When we enter on our visit, we immediately forget about any diners. The surrounds in here are much different to what we remember and we marvel at the airy bar and casual seating area as we’re led to the main dining room, where plush booth seats and well-spaced tables create an inviting ambience of openness and class. The décor, which combines a neutral palette accented by bright textiles, especially with the orange chairs, is an excellent departure from the faux leather and wood panelled interiors of Operetta’s predecessor.
Although it’s classified as an Italian restaurant, Operetta is touting a subtle fusion twist by putting two chefs at its helm. Italian Fabio Sgro is paired with Japanese culinary director Mitsuru Konishi, who was formerly with Wan Chai’s Wagyu Takumi, a post which earned the outlet two Michelin stars.
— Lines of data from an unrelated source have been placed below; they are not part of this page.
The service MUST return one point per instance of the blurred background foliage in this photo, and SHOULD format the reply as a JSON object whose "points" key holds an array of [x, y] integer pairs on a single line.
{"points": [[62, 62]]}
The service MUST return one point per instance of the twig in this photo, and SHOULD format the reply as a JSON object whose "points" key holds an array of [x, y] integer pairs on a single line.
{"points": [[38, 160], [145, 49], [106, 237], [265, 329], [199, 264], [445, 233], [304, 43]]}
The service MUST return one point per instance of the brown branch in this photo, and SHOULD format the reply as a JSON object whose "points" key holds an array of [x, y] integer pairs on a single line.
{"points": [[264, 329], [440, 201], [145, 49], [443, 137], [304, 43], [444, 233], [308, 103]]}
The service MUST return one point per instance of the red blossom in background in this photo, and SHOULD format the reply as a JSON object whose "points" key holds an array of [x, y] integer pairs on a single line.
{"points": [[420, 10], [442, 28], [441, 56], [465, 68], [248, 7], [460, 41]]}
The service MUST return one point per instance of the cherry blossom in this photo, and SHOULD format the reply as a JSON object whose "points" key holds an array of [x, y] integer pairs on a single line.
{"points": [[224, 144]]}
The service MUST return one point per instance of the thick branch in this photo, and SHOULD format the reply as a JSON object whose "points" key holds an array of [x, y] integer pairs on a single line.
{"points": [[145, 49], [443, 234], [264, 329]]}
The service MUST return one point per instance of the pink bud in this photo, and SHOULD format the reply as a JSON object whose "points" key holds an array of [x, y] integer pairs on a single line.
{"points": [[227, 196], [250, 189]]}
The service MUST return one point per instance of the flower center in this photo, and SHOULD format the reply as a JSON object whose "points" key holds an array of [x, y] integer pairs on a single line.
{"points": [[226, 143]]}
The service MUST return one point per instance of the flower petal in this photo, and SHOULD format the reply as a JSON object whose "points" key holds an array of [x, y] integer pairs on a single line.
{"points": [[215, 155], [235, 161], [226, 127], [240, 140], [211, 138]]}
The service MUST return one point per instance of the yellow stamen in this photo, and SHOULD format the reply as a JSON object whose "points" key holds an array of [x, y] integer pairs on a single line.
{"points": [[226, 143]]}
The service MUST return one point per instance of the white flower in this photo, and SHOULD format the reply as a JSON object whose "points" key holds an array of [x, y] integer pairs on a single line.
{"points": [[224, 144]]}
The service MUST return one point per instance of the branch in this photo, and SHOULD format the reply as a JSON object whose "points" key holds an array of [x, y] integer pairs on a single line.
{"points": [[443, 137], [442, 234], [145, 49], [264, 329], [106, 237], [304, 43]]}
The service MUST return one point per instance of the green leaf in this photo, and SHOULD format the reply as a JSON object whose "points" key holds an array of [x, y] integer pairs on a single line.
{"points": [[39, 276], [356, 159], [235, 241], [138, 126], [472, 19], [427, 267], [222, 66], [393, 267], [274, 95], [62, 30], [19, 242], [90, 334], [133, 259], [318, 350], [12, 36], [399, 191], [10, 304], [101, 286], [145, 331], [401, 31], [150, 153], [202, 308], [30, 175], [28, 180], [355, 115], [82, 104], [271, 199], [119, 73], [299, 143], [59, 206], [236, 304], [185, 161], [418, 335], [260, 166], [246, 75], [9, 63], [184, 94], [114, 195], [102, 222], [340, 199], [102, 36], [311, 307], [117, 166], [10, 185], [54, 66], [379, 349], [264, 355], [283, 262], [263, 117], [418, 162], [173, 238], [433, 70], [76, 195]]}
Their inspiration as a team is predominantly Mediterranean with an emphasis on fancy comfort foods like pizzas, deep-fried dishes, caesar salads and burgers. There’s also a fine selection of meat to get the taste buds juicing.
Trying our best to order a split of what would be Japanese fusion versus Italian favourites, we start with the fried Japanese cuttlefish ($75), which boasts a light fluffy batter and comes served with a lemon zest dip. The generously portioned cuttlefish sports a firm and chewy texture and a healthy sheen, indicating its freshness. The ‘balfego’ bluefin tuna tartare ($120) is also a champion starter. Though small, it’s perfectly seasoned and is doused in a mild sesame sauce, arriving with a side of chopped cucumber. The raw tuna sings a symphony on the tongue when combined with the slight sweetness of the sauce.
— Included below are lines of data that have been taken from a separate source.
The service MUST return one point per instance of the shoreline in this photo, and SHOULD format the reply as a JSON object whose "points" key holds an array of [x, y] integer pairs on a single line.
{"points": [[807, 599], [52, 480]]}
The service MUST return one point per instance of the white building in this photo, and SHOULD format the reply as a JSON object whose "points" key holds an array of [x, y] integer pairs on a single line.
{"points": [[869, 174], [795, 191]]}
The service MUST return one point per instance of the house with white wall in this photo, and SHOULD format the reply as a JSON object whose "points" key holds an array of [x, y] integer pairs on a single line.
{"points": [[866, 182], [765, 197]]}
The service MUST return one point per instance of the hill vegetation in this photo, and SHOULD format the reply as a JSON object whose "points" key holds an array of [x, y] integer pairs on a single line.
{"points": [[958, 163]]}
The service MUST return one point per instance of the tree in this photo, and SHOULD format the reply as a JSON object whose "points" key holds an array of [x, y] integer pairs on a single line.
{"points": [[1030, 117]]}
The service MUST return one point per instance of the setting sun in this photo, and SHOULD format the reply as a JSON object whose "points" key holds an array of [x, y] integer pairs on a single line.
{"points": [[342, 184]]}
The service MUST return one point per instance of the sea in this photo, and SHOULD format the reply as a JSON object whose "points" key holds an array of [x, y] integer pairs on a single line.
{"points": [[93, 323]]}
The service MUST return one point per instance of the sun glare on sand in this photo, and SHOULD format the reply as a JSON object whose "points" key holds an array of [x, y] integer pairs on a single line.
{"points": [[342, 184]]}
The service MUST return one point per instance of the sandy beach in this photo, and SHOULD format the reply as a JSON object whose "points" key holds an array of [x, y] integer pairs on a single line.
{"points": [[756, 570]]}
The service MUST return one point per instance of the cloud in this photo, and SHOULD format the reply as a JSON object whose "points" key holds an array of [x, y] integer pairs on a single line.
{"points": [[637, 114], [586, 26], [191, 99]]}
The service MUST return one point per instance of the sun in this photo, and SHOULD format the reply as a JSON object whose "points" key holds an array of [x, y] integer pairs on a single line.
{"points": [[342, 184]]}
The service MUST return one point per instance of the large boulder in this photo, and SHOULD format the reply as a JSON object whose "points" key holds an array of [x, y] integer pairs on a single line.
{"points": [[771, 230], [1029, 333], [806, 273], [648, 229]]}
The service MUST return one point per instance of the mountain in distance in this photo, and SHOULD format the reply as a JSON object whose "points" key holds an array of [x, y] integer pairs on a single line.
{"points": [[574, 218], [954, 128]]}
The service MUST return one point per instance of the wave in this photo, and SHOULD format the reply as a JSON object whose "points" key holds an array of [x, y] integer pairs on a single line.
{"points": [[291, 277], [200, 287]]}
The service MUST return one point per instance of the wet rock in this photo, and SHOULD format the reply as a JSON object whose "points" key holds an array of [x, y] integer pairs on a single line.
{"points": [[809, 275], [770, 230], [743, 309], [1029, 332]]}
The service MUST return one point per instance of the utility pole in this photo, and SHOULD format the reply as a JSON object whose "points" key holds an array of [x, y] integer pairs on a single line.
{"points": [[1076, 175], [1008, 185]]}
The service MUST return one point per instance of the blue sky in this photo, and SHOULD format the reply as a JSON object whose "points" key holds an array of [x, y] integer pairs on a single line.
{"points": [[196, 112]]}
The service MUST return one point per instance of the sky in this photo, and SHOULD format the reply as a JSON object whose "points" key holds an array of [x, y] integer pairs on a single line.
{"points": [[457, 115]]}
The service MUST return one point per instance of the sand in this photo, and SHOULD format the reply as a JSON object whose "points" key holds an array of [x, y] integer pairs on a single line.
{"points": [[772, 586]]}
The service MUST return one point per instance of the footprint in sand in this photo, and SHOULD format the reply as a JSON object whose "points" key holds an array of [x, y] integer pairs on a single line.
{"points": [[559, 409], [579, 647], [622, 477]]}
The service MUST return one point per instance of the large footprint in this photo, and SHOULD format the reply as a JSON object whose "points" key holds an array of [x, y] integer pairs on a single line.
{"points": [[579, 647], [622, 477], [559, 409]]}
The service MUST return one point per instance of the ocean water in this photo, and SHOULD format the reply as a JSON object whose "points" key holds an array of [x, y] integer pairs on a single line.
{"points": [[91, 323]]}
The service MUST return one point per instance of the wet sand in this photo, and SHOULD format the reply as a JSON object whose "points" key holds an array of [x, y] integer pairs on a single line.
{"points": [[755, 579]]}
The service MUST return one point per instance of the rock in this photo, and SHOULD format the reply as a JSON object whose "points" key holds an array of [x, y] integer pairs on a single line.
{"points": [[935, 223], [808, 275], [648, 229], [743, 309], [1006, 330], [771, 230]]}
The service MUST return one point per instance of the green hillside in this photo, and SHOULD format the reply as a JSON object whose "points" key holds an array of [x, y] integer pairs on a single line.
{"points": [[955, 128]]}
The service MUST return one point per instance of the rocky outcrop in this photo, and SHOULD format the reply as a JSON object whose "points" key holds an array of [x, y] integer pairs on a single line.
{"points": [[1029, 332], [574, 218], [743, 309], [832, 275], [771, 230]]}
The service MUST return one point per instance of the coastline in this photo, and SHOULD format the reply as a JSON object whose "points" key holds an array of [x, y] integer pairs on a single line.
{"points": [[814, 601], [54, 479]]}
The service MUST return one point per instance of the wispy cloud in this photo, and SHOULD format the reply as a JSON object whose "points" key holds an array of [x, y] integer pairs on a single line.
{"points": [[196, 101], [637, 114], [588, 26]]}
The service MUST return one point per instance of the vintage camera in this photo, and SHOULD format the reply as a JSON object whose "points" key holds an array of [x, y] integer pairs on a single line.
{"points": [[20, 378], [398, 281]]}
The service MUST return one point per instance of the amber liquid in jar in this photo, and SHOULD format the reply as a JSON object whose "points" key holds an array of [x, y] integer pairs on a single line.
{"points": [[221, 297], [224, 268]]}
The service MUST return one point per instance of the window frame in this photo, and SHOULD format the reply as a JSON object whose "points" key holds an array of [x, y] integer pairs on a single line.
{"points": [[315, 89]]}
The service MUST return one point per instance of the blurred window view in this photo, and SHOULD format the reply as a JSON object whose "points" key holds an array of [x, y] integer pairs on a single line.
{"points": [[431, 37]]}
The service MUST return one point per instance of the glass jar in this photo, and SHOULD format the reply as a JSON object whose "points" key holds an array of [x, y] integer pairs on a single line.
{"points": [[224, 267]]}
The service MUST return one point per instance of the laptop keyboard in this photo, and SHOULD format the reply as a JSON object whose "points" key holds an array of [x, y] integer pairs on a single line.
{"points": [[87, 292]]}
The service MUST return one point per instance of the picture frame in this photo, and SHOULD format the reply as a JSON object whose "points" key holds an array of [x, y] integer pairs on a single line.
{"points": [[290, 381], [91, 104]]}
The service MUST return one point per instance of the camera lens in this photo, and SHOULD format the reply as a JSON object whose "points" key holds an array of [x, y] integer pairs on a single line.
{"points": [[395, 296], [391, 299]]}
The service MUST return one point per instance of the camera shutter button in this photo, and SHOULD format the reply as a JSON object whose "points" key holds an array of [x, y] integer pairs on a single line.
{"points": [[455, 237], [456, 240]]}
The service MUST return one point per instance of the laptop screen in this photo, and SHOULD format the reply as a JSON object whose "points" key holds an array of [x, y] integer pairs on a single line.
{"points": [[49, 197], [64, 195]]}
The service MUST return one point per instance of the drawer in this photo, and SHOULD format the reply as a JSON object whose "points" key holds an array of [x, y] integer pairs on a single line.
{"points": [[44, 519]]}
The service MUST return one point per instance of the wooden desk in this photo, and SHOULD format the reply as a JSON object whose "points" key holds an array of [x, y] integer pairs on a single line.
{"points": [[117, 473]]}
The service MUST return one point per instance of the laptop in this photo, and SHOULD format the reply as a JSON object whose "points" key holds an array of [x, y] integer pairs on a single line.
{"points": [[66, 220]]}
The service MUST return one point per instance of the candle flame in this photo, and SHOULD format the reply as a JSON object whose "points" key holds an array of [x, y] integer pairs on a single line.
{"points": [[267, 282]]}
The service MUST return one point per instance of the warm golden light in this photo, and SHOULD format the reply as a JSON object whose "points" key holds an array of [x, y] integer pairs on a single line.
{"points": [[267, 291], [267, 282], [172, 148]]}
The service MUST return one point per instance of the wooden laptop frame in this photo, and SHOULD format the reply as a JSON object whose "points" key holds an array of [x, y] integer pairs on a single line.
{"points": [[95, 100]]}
We opt for Italian comfort food for our mains. And the pizza nduja diavola ($150) doesn’t disappoint. This is a nine-inch pie topped with cheese, spicy nduja sausage and friarelli, which is what peeps from Naples call the broccoli-like vegetable rapina. It’s a solid pizza indeed, with a chewy crust that’s not too dry either. It would, in fact, be a comfort food delight if it wasn’t so hard to find the finely chopped sausage. If the pieces were thicker, they would add a robustness to the pie so it could become the perfect pizza. Our other main shines too. The artisanal linguine ($180) with prawns and a thyme emulsion features a velvety texture which highlights the roasted crustacean’s flavours really well.
The dessert menu has something for everyone and we decide on the millefoglie ($80), an Italian version of the millefeuille with a light saffron cream and a mango and blood orange sorbet. The portion is petite but the light pastry layers combined with the fragrant saffron cream to create a decent sweet balance for the palate.
The service is sincere at Operetta, albeit with a few hiccups when the waiter has to check on some details after we grill him on the menu. But with reasonable prices, we let it slide. In fact, that sums this place up. It’s not perfect but it’s really good, with a lively ambience that’s welcome in an Admiralty that desperately needs more dining options. After the Dan Ryan’s downer, Operetta is hitting all the right notes.